Estuarial Council of the Weeds Hand Roll

Estuarial Council of the Weeds Hand Roll by andrea haenggi 
A somatic sensuous outdoor gathering near the water’s edge on Governors Island. Together we will witness and participate in the unrolling of the Estuarial Council of the Weeds Hand Roll and hear from seaweed bladderwrack,the speaker of the Council. Then, collectively, the audience, performer EPA agent andrea haenggi, Maho Ogawa and bladderwrack will bring the roll into the gallery where it will hang for the duration of the Triennial Exhibition. The Hand Roll is a proclamation documenting the first official actions of the Estuarial Council of the Weeds, which invited the NYC Mayoral Candidates to a meeting on the shoreline of Marsha P. Johnson State Park in Brooklyn on the Summer Solstice.

Symbiotic Estuarial Annotation (SEA): Harbor(ing) Multispecies Wisdom Along the Water’s Edge

andrea haenggi

Estuarial Assembly: Council of the Weeds is a somatic research investigation exploring the East River’s edge, inviting local spontaneous urban terrestrial and aquatic plant experts to respond to the Waterfront Comprehensive Plan (WCP). Through dance and sound, agent andrea haenggi will engage with plant experts and the vital “sea body” to hear their voices, as well as a series of talks with community members to speak about resilience and healing in relation to the multispecies coastal commons we collectively share. The project will culminate in an invitation to Mayoral Candidates to join us for a walk along the shoreline to imagine what multispecies commoning could be for a coastal city. The voices and experiences shared will be integrated into a Public Healing Report in the form of annotations to the WCP document and propelled into a public performance entitled, Thank You Estuarial.

andrea haenggi with

  • (collaborator) Estuarial Assembly: Council of the Weeds are urban spontaneous terrestrial and aquatic vegetation living, breathing, and thriving on the shoreline of the East River. They are known for their resiliency and can handle the hotter summers, heavier storm runoff, and increased carbon dioxide that have come with global warming. They tend to each other, evolve with humans, and bring their wisdom as speculative future flora to the question of survival in a warmer world.
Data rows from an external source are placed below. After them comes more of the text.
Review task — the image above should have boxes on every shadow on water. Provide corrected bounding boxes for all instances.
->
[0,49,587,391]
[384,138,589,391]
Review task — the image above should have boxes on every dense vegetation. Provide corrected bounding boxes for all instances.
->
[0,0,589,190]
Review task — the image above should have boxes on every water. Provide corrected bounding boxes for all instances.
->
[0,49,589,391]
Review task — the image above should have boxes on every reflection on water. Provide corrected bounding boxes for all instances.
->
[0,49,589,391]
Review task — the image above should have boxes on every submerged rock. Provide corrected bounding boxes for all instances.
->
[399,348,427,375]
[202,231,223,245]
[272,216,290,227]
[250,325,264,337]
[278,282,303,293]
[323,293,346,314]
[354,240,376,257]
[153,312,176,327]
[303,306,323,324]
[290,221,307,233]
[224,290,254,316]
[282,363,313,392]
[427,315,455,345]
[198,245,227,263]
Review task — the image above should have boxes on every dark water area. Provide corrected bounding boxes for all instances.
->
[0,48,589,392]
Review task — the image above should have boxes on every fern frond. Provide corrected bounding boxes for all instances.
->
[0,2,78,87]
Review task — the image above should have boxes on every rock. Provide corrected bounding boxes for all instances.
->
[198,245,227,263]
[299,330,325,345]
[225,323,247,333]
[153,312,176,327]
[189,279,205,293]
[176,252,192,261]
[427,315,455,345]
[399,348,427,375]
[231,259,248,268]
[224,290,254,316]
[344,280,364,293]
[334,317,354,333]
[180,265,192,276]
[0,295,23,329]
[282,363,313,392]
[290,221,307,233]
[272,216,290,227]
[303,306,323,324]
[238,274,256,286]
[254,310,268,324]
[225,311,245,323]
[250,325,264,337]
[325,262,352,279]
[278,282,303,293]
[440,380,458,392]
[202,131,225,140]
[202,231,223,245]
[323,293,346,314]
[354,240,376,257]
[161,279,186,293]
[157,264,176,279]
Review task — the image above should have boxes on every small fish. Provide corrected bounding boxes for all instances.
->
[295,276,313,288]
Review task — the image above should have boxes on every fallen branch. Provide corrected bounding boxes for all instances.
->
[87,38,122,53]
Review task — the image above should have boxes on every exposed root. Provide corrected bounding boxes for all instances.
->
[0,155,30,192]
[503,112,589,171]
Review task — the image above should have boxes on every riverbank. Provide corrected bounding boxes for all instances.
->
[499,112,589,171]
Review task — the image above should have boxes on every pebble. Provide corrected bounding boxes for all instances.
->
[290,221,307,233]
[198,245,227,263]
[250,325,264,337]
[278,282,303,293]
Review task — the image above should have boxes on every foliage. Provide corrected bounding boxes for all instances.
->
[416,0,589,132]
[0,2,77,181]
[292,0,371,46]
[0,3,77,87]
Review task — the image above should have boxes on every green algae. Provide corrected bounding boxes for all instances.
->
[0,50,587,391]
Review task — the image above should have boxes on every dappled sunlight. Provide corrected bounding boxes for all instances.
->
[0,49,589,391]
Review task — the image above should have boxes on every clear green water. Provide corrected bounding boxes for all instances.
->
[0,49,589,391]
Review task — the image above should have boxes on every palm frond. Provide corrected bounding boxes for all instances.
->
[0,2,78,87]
  • (collaborator) Christopher Kennedy (he/him) is an EPA agent and advisor for this effort. He is the assistant director at the Urban Systems Lab (The New School) and lecturer in the Parsons School of Design. Kennedy’s research focuses on understanding the socio-ecological benefits of spontaneous urban plant communities in NYC, and the role of civic engagement in developing new approaches to environmental stewardship and nature-based resilience.